I think that the discipline of closing Vine and chopping heads while at the same time showing some growth is going to make Twitter more attractive to buyers, but not until the troll problem is buried and done with because the shareholders of whoever might make a bid despise Twitter for its inability to tamp the hate even as they can't keep their eyes off it to see what's happening.
Finally, there are companies that recognize that they can change the coloration of what people think about them and manage to see their stocks soar.
For years now Qualcomm (QCOM) , the company that develops intellectual property integral to the modern-day cellphone, just kept disappointing Wall Street. Management, which is very pro shareholder, was besides itself. How the heck does a company like that make Wall Street see that it isn't as bad as they think it is?

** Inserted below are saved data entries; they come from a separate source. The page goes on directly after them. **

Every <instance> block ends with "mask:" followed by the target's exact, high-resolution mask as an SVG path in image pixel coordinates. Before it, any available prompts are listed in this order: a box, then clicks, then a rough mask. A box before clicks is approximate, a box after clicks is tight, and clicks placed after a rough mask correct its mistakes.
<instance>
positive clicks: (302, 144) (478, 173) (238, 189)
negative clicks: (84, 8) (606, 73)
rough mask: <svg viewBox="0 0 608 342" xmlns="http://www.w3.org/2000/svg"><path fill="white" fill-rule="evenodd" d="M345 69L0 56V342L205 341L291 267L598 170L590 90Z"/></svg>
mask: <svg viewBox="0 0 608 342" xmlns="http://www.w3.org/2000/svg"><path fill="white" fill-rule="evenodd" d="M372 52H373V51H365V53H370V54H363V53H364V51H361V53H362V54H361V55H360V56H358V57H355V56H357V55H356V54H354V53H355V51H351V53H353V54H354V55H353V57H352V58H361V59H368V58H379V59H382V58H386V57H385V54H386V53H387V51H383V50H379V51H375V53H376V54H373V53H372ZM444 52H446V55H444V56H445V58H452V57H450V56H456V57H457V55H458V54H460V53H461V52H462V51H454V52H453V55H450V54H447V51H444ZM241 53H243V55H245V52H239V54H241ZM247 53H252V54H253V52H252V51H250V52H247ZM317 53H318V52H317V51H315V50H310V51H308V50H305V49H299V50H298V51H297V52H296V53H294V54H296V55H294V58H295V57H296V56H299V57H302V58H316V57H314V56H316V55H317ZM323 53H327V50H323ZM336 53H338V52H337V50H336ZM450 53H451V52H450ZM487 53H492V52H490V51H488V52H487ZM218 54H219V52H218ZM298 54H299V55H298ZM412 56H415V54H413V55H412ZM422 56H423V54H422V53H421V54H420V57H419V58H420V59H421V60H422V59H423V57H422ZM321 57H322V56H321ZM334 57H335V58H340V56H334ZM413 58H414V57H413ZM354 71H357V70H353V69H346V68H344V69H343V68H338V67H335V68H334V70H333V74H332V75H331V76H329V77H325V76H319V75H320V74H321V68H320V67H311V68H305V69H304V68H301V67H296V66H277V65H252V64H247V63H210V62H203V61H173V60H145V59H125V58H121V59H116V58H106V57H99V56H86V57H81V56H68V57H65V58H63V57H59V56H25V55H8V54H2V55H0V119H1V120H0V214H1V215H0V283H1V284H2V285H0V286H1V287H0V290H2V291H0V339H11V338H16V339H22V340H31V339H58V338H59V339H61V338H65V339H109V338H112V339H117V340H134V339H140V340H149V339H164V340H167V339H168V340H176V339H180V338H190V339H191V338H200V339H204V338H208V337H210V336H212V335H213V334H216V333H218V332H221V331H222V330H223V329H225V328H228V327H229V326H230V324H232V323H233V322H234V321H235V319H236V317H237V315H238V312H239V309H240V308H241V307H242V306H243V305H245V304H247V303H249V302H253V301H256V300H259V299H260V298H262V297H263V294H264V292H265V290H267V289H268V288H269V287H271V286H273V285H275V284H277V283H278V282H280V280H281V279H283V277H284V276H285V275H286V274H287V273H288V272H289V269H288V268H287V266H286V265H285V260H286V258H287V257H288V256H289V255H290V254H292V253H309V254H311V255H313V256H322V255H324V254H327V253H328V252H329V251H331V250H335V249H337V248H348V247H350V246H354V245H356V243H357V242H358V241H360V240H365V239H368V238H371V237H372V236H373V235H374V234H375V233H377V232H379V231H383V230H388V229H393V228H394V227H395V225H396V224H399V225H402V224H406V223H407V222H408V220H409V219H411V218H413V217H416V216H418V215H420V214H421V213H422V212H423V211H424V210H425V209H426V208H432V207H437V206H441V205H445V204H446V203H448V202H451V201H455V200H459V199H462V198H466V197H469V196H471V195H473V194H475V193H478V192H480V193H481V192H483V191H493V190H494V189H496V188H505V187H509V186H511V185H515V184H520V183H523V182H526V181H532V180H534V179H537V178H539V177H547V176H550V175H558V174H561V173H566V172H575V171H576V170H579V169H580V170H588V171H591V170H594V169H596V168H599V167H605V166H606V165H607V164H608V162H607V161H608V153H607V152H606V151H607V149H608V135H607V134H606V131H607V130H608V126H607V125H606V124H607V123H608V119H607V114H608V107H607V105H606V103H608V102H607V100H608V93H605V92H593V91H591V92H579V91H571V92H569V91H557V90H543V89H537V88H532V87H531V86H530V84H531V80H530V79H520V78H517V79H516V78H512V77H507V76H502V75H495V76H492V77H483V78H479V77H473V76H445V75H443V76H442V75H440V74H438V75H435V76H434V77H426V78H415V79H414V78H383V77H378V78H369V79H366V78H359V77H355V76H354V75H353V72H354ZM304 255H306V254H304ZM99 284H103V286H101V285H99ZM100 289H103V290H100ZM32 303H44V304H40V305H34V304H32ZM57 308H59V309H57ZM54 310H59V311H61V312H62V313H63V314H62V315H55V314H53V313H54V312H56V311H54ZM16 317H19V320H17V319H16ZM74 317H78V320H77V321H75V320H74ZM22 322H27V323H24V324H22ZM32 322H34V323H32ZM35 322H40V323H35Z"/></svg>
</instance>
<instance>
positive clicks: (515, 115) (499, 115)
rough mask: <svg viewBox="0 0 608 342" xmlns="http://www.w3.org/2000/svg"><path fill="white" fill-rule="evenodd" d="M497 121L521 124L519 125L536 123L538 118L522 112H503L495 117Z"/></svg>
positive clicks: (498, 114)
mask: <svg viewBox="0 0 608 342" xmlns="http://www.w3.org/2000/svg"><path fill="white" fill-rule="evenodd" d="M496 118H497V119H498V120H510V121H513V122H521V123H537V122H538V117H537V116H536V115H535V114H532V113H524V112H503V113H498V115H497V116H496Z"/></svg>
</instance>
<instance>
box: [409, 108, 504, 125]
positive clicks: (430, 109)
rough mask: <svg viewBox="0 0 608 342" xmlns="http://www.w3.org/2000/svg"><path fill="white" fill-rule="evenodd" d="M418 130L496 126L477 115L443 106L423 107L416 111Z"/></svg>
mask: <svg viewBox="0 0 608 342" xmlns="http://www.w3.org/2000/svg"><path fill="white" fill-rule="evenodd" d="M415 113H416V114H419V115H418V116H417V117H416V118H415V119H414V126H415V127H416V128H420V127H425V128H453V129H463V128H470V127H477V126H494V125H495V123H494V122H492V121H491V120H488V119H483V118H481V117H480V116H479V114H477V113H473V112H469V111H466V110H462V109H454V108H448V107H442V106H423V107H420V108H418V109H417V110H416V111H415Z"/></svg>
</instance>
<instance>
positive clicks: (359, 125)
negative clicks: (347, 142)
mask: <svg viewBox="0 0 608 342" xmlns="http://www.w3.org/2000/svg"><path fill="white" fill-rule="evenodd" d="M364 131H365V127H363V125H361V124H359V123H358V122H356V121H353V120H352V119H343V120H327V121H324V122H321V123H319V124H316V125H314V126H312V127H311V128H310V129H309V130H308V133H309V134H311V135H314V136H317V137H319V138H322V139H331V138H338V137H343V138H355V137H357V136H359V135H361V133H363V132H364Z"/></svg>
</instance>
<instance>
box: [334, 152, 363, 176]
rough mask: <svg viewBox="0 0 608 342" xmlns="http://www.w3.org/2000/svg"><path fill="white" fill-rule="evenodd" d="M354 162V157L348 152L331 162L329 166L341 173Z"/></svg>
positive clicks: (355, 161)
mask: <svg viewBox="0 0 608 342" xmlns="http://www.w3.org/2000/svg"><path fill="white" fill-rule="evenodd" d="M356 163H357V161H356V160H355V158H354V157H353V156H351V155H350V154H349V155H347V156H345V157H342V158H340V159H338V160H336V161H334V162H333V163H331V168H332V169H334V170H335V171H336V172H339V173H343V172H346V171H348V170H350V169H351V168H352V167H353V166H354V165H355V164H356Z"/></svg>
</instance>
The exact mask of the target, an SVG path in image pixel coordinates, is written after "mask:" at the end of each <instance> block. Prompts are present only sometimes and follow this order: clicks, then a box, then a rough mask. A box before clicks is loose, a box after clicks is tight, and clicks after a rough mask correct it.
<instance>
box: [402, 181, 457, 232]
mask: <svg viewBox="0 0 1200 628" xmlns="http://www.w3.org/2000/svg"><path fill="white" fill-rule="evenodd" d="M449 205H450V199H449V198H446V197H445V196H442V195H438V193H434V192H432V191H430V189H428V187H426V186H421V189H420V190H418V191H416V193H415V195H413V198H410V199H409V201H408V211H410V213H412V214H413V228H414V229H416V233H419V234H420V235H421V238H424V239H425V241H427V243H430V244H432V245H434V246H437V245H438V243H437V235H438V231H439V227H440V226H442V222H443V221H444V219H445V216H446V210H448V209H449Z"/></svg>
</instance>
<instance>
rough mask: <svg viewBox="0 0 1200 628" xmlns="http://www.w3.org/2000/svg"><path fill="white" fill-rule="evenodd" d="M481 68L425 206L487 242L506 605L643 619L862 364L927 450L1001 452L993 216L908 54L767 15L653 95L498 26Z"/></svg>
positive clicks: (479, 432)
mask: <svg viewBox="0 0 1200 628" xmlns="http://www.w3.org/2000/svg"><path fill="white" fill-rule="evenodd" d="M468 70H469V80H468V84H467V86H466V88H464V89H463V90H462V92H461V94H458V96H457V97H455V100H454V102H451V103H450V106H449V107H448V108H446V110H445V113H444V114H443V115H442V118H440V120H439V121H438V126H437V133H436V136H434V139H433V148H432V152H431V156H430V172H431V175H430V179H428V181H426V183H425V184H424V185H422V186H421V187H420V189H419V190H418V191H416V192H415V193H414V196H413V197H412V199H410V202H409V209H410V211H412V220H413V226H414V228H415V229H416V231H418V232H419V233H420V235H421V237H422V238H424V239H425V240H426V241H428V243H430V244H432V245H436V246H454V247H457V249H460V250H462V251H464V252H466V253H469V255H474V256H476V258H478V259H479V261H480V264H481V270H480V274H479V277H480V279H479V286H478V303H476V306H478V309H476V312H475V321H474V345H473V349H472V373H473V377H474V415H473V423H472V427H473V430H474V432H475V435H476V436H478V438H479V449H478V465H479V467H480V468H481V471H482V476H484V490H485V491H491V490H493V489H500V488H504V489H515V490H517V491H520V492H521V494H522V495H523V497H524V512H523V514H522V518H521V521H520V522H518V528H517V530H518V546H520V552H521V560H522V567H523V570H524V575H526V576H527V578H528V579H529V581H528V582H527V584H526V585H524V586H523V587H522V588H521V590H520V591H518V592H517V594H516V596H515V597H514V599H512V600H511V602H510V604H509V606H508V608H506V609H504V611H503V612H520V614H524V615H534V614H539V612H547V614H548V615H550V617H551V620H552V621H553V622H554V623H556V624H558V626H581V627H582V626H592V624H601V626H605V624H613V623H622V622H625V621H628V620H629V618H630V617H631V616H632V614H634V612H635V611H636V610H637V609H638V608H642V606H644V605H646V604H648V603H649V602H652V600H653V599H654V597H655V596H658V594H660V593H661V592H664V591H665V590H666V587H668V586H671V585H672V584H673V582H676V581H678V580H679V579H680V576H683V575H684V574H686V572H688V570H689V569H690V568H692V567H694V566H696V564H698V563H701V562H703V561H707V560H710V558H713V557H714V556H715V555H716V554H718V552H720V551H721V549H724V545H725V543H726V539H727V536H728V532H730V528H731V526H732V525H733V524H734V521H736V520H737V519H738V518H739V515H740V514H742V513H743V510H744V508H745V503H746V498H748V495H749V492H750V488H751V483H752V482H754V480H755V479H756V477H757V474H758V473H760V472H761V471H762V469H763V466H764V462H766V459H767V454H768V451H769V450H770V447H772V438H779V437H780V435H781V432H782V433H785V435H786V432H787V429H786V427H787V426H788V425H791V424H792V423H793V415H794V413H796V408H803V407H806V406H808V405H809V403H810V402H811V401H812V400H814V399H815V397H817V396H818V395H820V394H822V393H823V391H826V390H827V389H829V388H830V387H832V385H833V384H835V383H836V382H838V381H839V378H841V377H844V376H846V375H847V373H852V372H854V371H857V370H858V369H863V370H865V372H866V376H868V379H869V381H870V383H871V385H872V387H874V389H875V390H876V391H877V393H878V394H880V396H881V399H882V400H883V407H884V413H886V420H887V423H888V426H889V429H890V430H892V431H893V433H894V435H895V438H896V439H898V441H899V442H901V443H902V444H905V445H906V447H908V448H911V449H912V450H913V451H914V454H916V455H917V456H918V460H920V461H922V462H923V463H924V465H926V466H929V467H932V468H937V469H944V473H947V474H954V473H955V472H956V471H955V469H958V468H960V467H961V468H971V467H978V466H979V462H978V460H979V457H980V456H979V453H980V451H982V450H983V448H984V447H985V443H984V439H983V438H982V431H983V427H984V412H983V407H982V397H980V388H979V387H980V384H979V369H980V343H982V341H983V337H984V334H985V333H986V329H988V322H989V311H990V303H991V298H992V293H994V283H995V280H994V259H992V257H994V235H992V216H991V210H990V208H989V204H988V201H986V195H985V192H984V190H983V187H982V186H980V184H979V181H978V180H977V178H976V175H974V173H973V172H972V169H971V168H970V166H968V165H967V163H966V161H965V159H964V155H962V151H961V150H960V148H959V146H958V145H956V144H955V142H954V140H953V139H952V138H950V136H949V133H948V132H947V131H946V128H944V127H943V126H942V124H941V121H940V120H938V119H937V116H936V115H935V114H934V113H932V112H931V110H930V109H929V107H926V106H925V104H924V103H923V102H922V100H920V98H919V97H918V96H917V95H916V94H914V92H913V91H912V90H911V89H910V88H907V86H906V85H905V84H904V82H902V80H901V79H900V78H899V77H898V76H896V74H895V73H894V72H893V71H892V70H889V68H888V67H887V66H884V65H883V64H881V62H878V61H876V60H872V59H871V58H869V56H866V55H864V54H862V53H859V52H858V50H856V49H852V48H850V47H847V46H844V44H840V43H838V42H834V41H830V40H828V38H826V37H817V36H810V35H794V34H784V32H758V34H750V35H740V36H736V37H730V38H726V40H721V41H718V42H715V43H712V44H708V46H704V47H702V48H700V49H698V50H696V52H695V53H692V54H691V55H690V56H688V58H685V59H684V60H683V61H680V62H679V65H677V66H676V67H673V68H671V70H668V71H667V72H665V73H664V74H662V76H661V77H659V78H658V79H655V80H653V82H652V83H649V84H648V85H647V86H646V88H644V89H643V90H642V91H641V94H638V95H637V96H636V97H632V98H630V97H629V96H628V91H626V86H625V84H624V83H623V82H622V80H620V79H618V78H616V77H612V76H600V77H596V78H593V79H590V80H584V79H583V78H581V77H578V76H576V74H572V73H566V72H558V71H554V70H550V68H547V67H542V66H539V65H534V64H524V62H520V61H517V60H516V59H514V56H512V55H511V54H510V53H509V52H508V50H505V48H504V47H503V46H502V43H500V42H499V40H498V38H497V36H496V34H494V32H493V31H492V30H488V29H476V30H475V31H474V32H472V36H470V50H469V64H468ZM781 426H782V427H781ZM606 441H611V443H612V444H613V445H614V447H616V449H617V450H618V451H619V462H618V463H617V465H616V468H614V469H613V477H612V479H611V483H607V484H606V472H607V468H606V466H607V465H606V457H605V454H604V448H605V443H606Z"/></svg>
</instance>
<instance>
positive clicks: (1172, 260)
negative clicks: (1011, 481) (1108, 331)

How about by making an acquisition that in one fell swoop changes its stripes from a so-so cellphone chip company with oodles of cash overseas that can't be brought back without confiscatory taxes being paid into an internet of things and automobile semiconductor company with some terrific cellphone technology? That's what happened today when we learned that Qualcomm were plunking down $47 billion to buy NXP Semiconductor NXPI, a foreign-domiciled company and one of our favorite companies owned by my charitable trust, Action Alerts PLUS.
The fact that NXP Semiconductor is foreign domiciled allowed Qualcomm to take that deadweight cash and put it to work without taxes while borrowing cheap foreign money to pay for the rest. That's how the acquirer's stock could leap two and a half dollars while NXP's stock barely budged!
Yep, not being as bad as we thought, not being as bad as we were getting used to. That's become a time-honored way in this difficult market to drive your stock higher. Why bother to look through it? The darned strategy's working.